Vitamin B12 Deficiency Is What Usually Causes Constipation
As I was looking over research on this topic it became clear that several studies show that vitamin B12 deficiency often causes constipation (4).
Vitamin B12 is involved in a lot of nerve functions, and a lack of vitamin B12 can reduce gastrointestinal motility (i.e. lead to constipation).
If we put this together, what I believe is happening is that:
- Some people start taking a B12 supplement to combat a deficiency.
- They pay closer attention to your body (a pretty natural thing to do after making a dietary change).
- They notice constipation that was likely there already.
It’s possible that continuing the B12 supplementation will actually clear up the constipation, although there could be a different cause.
There are a lot of anecdotes and research that both claim and show that vitamin B12 often relieves constipation, especially in those with IBD.
If a vitamin B12 deficiency is causing the constipation and it’s not improving during supplementation, it could be that vitamin B12 is not being absorbed. This can happen for a few different reasons, including a lack of stomach acid. A doctor should be consulted immediately in these cases if they haven’t already.
Research clearly indicates that vitamin B12 deficiencies are much more likely to cause constipation than having too much from a supplement. But our brains often look for connections, so it’s possible to tie together existing symptoms like constipation with a new B12 supplement.
Other Factors That May Be Causing Constipation
It’s also possible that vitamin B12 has absolutely nothing to do with constipation.
Constipation can be caused by several factors, including:
- Fiber levels
- Trigger foods (e.g. nuts give some people constipation)

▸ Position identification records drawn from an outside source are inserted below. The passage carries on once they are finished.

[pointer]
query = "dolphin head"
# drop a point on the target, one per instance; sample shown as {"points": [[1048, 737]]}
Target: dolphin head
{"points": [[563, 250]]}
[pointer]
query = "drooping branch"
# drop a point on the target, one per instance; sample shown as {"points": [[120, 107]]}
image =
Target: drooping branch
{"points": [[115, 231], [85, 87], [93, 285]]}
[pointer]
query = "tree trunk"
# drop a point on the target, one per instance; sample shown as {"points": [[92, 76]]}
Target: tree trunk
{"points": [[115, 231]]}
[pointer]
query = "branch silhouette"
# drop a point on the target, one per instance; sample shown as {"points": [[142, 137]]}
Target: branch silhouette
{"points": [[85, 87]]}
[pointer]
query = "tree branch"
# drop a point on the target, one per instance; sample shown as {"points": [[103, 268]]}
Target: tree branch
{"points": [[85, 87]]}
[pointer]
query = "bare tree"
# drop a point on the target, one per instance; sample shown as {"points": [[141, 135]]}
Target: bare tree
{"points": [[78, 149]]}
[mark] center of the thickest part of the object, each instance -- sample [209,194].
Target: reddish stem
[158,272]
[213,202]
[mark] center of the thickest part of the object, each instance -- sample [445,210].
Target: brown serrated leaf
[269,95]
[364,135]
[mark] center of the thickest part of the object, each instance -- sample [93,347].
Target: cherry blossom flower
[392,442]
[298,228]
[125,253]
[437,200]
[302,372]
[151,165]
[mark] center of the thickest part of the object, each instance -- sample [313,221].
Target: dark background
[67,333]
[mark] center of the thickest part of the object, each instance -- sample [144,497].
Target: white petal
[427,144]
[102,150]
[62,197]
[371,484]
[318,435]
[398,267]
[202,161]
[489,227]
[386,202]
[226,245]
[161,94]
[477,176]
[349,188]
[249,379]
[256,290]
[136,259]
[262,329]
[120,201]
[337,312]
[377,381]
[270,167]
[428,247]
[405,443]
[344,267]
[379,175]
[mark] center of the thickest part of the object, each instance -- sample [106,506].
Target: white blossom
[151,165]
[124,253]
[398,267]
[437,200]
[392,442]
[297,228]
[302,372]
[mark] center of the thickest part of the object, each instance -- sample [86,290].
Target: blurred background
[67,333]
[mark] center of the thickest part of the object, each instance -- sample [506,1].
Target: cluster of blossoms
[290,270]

- Other supplements (e.g. iron supplements can cause constipation in some)
Having mild constipation occasionally isn’t that out of the ordinary.
However, chronic constipation can be indicative of a serious underlying problem, which is why consulting a doctor is important. They can also test vitamin B12 levels to see if they might be affecting digestive issues, and see if you’re taking any other medication that B12 supplements might interact with.